Dangerous Cavities: Kids need preventative oral care

Oral health coverage for kids, particularly kids from lower-income families, is something that the CCPA and others have been advocating for.  It is an area just outside of the present universal provincial health care coverage. However, when things go wrong it rapidly becomes something that health care folks and not dentists are tasked with dealing with.

A paediatrician here in Ottawa has just come out with a great overview and case for better publicly funded preventive oral care in Canada, particularly for children from low-income families.

I was astonished to learn that the most common paediatric surgery performed on preschool children in Canada is for cavities gone horribly wrong. Most, if not all of these dental problems, were not preventively treated through a visit to a dentist. Instead, they became so bad that they necessitated surgery under general anaesthetic and heavy doses of antibiotics. From the perspective of a paediatrician, this use of resources is ridiculous given that simply filling those cavities six month earlier would have prevented the need for surgery and the utilization of a much needed hospital bed.

The lack of a dental coverage is closely linked to socio-economic status, and is largely a problem faced by Canada’s working poor. Those who are on social assistance often have coverage through provincial governments. Most higher income Canadians are covered through private employer-sponsored plans. It is the children from lower-income families whose lack of dental coverage increases their risk of having surgery to deal with badly infected cavities.

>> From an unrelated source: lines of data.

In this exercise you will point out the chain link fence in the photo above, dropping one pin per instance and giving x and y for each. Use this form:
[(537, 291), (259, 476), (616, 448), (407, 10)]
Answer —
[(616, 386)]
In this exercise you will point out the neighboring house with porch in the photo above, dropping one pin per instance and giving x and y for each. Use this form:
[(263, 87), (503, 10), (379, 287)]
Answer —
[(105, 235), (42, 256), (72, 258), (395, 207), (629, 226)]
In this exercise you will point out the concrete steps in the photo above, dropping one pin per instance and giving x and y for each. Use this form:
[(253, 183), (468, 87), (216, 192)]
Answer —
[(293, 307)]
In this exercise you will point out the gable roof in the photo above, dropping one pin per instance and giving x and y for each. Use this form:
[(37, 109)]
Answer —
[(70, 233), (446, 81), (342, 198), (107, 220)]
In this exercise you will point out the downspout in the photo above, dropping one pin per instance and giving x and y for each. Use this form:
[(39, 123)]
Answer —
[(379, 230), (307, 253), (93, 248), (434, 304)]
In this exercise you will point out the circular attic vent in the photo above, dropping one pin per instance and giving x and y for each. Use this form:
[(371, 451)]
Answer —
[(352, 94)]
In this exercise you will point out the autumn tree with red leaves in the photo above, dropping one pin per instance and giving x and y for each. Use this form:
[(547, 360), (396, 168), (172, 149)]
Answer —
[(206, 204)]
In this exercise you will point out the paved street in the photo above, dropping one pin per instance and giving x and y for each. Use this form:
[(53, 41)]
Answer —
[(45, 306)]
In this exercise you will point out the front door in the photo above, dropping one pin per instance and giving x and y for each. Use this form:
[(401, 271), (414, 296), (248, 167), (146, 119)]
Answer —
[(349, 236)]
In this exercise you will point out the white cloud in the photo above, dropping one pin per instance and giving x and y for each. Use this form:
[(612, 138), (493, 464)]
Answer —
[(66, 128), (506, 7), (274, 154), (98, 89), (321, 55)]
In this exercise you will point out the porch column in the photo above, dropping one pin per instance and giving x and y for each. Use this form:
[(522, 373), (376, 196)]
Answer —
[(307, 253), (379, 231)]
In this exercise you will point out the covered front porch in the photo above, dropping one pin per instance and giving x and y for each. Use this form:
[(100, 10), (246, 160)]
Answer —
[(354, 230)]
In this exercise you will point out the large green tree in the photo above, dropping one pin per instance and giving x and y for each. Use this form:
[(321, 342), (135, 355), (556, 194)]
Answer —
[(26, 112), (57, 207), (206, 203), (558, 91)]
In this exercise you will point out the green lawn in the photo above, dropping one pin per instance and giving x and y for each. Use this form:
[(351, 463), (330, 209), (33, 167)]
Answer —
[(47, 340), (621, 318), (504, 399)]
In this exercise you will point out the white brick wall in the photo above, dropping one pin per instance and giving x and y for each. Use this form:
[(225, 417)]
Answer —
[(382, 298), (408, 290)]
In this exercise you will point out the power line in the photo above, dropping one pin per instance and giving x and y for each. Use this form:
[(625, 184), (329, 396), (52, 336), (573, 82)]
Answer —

Despite Canadians firmly believing that, unlike in the US, medical care should be provided on the basis of need rather than ability to pay—dental care has fallen through the cracks. The consequences are clearly visible to physicians on the front lines: wasted resources and needless suffering because basic preventive dental care is not available for low-income children in Canada.


  1. I recently did a paper on the benfits of eliminating fluoride from the water supply (which is not systemically, but rather topically effective), and using the money that would otherwise be allocated to that activity (over half a million annually in Winnpeg, MB) to providing preventiative dental care for children in Winnipeg’s low-income urban centres. Any thoughts on that?

  2. I’m not really the expert here Andi, more highlighting the important work of others. What I would say is that its unfortunate that this discussion often becomes one of either/or. That is to say we need to bleed one program (fluoration of water) to fund another, preventive dental care for poor children. I’d say that both can be effective and from a policy perspective it makes sense to fund both.